Named one of TIME magazine’s “100 Innovators for the Next New Wave,” in 2002 Suzan-Lori Parks became the first African American woman to receive the Pulitzer Prize in Drama for her Broadway hit Topdog/Underdog. A MacArthur “Genius” Fellowship recipient, she has also been awarded grants by the National Endowment for the Arts, the Rockefeller Foundation, the Ford Foundation, the New York State Council on the Arts and the New York Foundation for the Arts. She is the recipient of a Lila Wallace–Reader’s Digest Award, a CalArts/ Herb Alpert Award in the Arts (Theatre) for 1996 and a Guggenheim Foundation Fellowship. She is an alumna of Mount Holyoke College and New Dramatists.
Her numerous plays include Father Comes Home From the Wars (2015 Pulitzer Prize finalist, 2015 Edward M. Kennedy Prize for Drama Inspired by American History, 2014 Horton Foote Prize), The Book of Grace, Topdog/Underdog (2002 Pulitzer Prize), In the Blood (2000 Pulitzer Prize finalist), Venus (1996 OBIE Award), The Death of the Last Black Man in the Whole Entire World, Fucking A, Imperceptible Mutabilities in the Third Kingdom (1990 OBIE Award for Best New American Play) and The America Play. Parks’s work on The Gershwins’ Porgy and Bess earned the production a Tony Award for Best Revival of a Musical in 2012. In 2007 her 365 Plays/365 Days was produced in more than seven hundred theaters worldwide, creating one of the largest grassroots collaborations in theater history. Her work is the subject of the PBS Film The Topdog Diaries.
Suzan-Lori’s first novel, Getting Mother’s Body, was published by Random House in 2003. Her first feature-length screenplay was Girl 6 written for Spike Lee. She’s also written screenplays for Brad Pitt, Denzel Washington, Jodie Foster and Oprah Winfrey, adapting Zora Neale Hurston’s classic novel Their Eyes Were Watching God, which premiered on ABC’s Oprah Winfrey Presents. As a film actor Parks has appeared in the fictional documentary The Making of Plus One, which premiered at the Cannes Film Festival in 2009.
In November 2008 Suzan-Lori Parks became the first recipient of the Master Writer Chair at The Public Theater. At The Public, and as she tours the country, she performs her innovative performance piece, Watch Me Work, a play with action and dialogue/a meta-theatrical writing class. She also serves as a visiting arts professor in dramatic writing at New York University’s Tisch School of the Arts.

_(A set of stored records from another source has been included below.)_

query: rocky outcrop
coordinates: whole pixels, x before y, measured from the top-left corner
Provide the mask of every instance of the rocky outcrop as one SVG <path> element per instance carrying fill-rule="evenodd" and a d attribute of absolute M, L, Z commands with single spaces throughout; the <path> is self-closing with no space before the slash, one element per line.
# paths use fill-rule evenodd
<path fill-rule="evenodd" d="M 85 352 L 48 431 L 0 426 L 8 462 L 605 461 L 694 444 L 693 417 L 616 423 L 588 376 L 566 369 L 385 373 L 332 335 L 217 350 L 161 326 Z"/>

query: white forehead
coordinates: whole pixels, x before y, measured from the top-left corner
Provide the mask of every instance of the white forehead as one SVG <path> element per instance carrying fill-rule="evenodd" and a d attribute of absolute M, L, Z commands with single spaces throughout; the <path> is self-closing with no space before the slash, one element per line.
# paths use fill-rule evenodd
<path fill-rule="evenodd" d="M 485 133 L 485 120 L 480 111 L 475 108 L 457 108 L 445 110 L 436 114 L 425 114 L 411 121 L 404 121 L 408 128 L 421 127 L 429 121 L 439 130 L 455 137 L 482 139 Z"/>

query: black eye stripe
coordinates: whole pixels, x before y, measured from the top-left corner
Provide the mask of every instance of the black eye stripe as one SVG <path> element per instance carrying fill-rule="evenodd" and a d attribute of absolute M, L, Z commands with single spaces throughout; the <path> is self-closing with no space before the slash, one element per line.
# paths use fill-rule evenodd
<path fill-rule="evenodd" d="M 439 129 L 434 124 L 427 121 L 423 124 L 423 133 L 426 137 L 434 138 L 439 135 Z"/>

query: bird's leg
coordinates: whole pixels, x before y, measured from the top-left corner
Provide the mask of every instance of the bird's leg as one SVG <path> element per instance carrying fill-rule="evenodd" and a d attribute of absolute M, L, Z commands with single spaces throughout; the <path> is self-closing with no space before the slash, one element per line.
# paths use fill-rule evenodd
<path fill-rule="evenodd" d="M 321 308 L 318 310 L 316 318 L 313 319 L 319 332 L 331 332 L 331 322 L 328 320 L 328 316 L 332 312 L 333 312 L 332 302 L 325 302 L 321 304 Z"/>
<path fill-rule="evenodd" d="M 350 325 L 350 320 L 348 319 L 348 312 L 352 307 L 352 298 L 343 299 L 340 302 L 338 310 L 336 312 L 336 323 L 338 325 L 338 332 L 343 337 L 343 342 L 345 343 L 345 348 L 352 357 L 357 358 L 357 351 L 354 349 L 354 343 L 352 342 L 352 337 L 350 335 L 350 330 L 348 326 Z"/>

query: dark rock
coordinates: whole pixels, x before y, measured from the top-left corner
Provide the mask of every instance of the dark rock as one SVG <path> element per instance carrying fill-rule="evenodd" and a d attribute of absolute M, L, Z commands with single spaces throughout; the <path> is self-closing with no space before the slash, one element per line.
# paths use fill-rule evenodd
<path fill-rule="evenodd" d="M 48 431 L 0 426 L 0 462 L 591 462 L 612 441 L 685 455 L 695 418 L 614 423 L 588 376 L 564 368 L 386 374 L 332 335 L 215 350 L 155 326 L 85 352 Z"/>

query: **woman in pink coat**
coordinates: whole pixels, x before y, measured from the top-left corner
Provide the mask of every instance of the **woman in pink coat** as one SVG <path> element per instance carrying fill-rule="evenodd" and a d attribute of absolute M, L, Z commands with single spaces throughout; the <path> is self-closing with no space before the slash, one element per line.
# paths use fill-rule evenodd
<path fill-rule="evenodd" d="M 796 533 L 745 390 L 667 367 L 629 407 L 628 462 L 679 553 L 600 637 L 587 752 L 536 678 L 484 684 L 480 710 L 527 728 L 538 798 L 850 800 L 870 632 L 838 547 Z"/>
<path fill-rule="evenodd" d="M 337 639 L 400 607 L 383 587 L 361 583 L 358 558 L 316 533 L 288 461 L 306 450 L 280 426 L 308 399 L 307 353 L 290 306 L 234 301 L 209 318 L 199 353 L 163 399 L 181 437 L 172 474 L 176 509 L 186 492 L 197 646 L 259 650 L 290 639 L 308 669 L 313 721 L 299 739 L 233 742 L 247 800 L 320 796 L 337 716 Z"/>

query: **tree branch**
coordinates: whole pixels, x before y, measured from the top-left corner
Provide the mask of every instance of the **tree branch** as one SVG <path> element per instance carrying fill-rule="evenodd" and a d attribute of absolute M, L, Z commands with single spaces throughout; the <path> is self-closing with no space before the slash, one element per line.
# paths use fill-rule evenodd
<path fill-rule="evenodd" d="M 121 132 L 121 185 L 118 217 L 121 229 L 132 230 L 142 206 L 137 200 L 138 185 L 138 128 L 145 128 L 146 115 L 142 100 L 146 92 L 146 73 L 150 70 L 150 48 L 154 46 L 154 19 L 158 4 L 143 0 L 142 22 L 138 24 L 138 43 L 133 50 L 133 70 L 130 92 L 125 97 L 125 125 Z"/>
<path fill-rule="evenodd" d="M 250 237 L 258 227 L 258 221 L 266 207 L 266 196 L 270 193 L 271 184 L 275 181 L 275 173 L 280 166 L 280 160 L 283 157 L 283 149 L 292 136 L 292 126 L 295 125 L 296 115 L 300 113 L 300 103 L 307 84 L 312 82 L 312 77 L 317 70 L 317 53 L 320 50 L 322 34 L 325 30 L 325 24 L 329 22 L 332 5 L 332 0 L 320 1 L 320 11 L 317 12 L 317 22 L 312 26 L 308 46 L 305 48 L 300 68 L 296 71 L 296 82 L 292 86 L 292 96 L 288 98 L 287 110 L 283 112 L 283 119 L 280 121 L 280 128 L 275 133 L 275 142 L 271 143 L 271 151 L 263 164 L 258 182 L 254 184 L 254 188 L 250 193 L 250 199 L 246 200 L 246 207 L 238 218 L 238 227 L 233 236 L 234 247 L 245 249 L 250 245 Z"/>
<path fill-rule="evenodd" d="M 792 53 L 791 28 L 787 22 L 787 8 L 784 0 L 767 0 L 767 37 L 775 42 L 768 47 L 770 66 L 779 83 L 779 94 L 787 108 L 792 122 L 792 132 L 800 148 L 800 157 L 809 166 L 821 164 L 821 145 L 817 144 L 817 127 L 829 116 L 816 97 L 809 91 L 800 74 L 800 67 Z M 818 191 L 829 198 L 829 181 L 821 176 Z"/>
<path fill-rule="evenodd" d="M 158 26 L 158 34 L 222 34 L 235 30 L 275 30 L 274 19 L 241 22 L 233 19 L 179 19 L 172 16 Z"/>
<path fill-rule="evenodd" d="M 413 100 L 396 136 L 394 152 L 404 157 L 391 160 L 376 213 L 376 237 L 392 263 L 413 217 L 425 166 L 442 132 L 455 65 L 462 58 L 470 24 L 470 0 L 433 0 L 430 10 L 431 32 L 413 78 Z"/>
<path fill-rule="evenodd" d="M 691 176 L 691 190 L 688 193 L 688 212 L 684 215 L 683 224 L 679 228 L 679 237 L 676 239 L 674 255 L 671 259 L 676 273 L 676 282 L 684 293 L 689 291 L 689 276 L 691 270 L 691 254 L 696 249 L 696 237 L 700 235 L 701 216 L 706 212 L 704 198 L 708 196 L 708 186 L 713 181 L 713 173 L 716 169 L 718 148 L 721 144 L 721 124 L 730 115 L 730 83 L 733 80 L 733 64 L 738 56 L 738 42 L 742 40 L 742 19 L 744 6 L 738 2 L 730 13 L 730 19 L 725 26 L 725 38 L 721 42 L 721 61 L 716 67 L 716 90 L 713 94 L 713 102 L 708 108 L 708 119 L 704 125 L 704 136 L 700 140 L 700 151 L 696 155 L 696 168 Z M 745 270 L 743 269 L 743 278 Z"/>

Holding honorary doctorates from Brown University, among others, Suzan-Lori credits her writing teacher and mentor, James Baldwin, for starting her on the path of playwriting. One of the first to recognize Parks’s writing skills, Mr. Baldwin declared Parks “an astonishing and beautiful creature who may become one of the most valuable artists of our time.”